Topical gel-based biomaterials for the treatment of diabetic foot ulcers

Abstract

Diabetic foot ulcers (DFUs) are a devastating ailment for many diabetic patients with increasing prevalence and morbidity. The complex pathophysiology of DFU wound environments has made finding effective treatments difficult. Standard wound care treatments have limited efficacy in healing these types of chronic wounds. Topical biomaterial gels have been developed to implement novel treatment approaches to improve therapeutic effects and are advantageous due to their ease of application, tunability, and ability to improve therapeutic release characteristics. Here, we provide an updated, comprehensive review of novel topical biomaterial gels developed for treating chronic DFUs. This review will examine preclinical data for topical gel treatments in diabetic animal models and clinical applications, focusing on gels with protein/peptides, drug, cellular, herbal/antioxidant, and nano/microparticle approaches. STATEMENT OF SIGNIFICANCE: By 2050, 1 in 3 Americans will develop diabetes, and up to 34% of diabetic patients will develop a diabetic foot ulcer (DFU) in their lifetime. Current treatments for DFUs include debridement, infection control, maintaining a moist wound environment, and pressure offloading. Despite these interventions, a large number of DFUs fail to heal and are associated with a cost that exceeds $31 billion annually. Topical biomaterials have been developed to help target specific impairments associated with DFU with the goal to improve healing. A summary of these approaches is needed to help better understand the current state of the research. This review summarizes recent research and advances in topical biomaterials treatments for DFUs.

Keywords: Topical; biomaterials; diabetic; foot ulcers; gels; wound healing.

Figure 1.. Topical gel application to Diabetic Foot Ulcers.

Topical gels provide simple application of treatments to the DFU. Image created with Biorender.com.

Figure 2.. Acute vs. diabetic wound healing.
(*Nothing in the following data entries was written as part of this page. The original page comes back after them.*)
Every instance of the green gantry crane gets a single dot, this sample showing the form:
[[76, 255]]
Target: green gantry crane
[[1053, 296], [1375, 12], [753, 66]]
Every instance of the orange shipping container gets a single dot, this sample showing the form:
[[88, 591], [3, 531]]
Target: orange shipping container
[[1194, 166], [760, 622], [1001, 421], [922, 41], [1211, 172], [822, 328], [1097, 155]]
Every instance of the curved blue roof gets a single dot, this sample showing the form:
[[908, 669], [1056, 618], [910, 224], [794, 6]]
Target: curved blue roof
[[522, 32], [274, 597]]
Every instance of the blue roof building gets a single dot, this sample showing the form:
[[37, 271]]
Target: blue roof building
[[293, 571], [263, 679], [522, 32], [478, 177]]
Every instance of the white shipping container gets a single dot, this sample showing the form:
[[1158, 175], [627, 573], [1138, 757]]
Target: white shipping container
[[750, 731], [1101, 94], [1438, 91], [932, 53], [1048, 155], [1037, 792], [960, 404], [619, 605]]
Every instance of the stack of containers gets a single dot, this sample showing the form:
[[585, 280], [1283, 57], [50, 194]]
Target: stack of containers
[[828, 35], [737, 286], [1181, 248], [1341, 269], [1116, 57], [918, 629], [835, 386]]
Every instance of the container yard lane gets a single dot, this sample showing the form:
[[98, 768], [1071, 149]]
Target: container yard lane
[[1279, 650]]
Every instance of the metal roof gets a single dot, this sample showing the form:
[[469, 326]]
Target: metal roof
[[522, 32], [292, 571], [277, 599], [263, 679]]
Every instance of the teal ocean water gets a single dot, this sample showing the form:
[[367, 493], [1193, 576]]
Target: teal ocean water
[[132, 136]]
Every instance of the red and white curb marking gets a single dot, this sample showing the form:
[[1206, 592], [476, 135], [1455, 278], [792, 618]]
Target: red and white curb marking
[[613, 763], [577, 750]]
Acute wounds maintain a balance of hemostasis, inflammation characterized by neutrophil, macrophage engulfment of foreign material and neutrophil clearance by macrophages, proliferation of fibroblasts and myofibroblasts for ECM deposition, and tissue remodeling with keratinocyte migration and maturation of collagen. Diabetic wounds, however, have vascular impairment that delays hemostasis. Inflammation and proliferation stages are characterized by reduced leukocyte recruitment, reduced macrophage clearance of neutrophils causing neutrophil accumulation, increased ROS, increased proinflammatory cytokines, and increased MMP degradation of ECM materials such as collagen. Tissue remodeling and re-epithelialization is not completed, and the wound site remains open. Image created with Biorender.com.

Figure 3.. Topical gel treatment approaches in animal and clinical applications.

The peptide Substance P Gel promoted near full wound closure in diabetic rats[155]. The drug Valsartan® in gel form promotes accelerated wound closure in diabetic pigs.[163] A zwitterionic gel with CNP-miR146a demonstrated significantly improved wound healing in a diabetic mouse model.[190] In a clinical trial, a chitosan gel promoted full wound closure in DFU patients after 30 days (top) and 90 days (bottom).[96] Gel treatment diagrams created with Biorender.com. Wound closure images edited and obtained with permission from Elsevier Publishing.